Он не учит никакой тайне, кроме открытого секрета секуляризма — il faut cultiver nôtre jardin (мы должны возделывать наш сад). «Жизнь, — говорил он, — густо усеяна терниями. Я не знаю иного средства, кроме как быстро проходить по ним. Чем дольше мы задерживаемся на наших несчастьях, тем сильнее их способность вредить нам». Экономия, заявлял он, есть источник щедрости, и это правило он воплотил в жизнь. Он высмеивал все притязания; как врача, так и метафизика. «За что вы взялись?» — улыбаясь, спросил он молодого человека, который ответил, что изучает медицину. «Как, вводить лекарства, о которых вы мало знаете, в тело, о котором вы знаете еще меньше!» «Режим, — говорил он, — лучше лекарств. Каждый должен быть сам себе врачом. Ешьте в меру то, что, как вы знаете по опыту, подходит вашему организму. Ничто не полезно для тела, кроме того, что мы можем переварить. Какое лекарство может обеспечить пищеварение? Упражнения. Что восстанавливает силы? Сон. Что облегчает неизлечимые беды? Терпение».
Тон Вольтера не является пылким или героическим, как, например, у Карлейля; но он работал, в отличие от Карлейля, ради великого дела. Он сопереживал страданиям вне себя. Без мистицизма или фанатизма, не стремясь к далекому или невыполнимому идеалу, он всегда настаивал на решении жизненных проблем с помощью практического здравого смысла, терпимости и человечности. Он всегда искал ясных идей, осязаемых результатов и, как говорит г-н Леки, «неуклонно трудился в пределах своих идеалов и симпатий, чтобы сделать мир мудрее, счастливее и лучше, чем он его нашел».
Вольтер писал: «Мой девиз: „Прямо к факту“», и это была черта, которая в равной степени отличала его и Фридриха. Он питал отвращение к фразам. «Ваши красивые фразы», — сказал ему кто-то. «Мои красивые фразы! Знайте, что я никогда в жизни не составил ни одной». Его стиль действительно отличается сдержанностью и простотой дикции. Он писал Д’Аламберу: «Вы никогда не преуспеете в избавлении людей от заблуждений с помощью метафизики. Вы должны доказывать истину фактами». В качестве примера его умелого сочетания факта с разумом и насмешкой возьмите его трактовку доктрины Воскресения в «Философском словаре». «Бретонский солдат отправляется в Канаду. Случается так, что у него не хватает еды. Он вынужден съесть ирокеза, которого убил накануне. Этот ирокез питался иезуитами в течение двух или трех месяцев, большая часть его тела стала иезуитом. Итак, тело этого солдата состоит из ирокеза, иезуита и всего того, что он съел раньше.
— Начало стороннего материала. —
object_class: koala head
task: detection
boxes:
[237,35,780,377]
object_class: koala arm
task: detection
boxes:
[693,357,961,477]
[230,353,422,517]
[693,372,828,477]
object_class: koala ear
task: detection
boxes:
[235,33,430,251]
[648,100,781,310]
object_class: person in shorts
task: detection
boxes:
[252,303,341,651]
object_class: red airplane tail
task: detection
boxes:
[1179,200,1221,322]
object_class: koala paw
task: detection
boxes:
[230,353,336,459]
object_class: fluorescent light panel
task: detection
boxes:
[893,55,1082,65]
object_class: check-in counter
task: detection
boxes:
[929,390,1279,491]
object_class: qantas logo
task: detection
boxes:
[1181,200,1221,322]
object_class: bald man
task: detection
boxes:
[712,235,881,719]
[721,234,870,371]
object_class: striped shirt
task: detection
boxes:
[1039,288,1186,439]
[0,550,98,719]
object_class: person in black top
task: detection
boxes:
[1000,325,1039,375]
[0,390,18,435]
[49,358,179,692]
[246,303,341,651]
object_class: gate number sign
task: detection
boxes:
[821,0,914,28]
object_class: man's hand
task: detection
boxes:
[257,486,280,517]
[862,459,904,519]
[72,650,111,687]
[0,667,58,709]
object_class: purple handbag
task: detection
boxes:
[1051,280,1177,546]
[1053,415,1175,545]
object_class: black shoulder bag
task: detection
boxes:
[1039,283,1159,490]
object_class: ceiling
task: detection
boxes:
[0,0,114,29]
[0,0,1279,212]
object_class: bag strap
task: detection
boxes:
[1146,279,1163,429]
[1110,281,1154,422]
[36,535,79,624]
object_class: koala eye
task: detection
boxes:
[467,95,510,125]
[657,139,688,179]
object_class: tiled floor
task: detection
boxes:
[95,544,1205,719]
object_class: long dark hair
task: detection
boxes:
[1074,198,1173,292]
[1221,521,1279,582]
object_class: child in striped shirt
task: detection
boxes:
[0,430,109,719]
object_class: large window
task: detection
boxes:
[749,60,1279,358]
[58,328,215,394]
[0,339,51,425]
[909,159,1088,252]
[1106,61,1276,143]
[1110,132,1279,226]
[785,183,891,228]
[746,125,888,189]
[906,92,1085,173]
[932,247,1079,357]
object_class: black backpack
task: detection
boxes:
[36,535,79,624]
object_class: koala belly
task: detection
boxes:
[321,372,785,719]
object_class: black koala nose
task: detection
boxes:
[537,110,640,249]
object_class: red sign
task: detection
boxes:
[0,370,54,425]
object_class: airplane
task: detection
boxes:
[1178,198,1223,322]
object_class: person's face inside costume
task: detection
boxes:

Как каждый вернет себе именно то, что принадлежало ему?»
Как бы вы ни преувеличивали его недостатки, вы не сможете стереть его единственную выдающуюся заслугу — его человечность, всегда откликающуюся на любой призыв о страдании или несправедливости. Он выступал за права совести, за достоинство человеческого разума, за евангелие свободомыслия.
Вольтера, возможно, нельзя поставить в один ряд с великими вдохновляющими учителями человечества. Но следует признать, что, как говорит г-н Джордж Сэйнтсбери, критик не из последних: «В литературном мастерстве, одновременно разностороннем и совершенном, у него нет равных и едва ли есть соперник».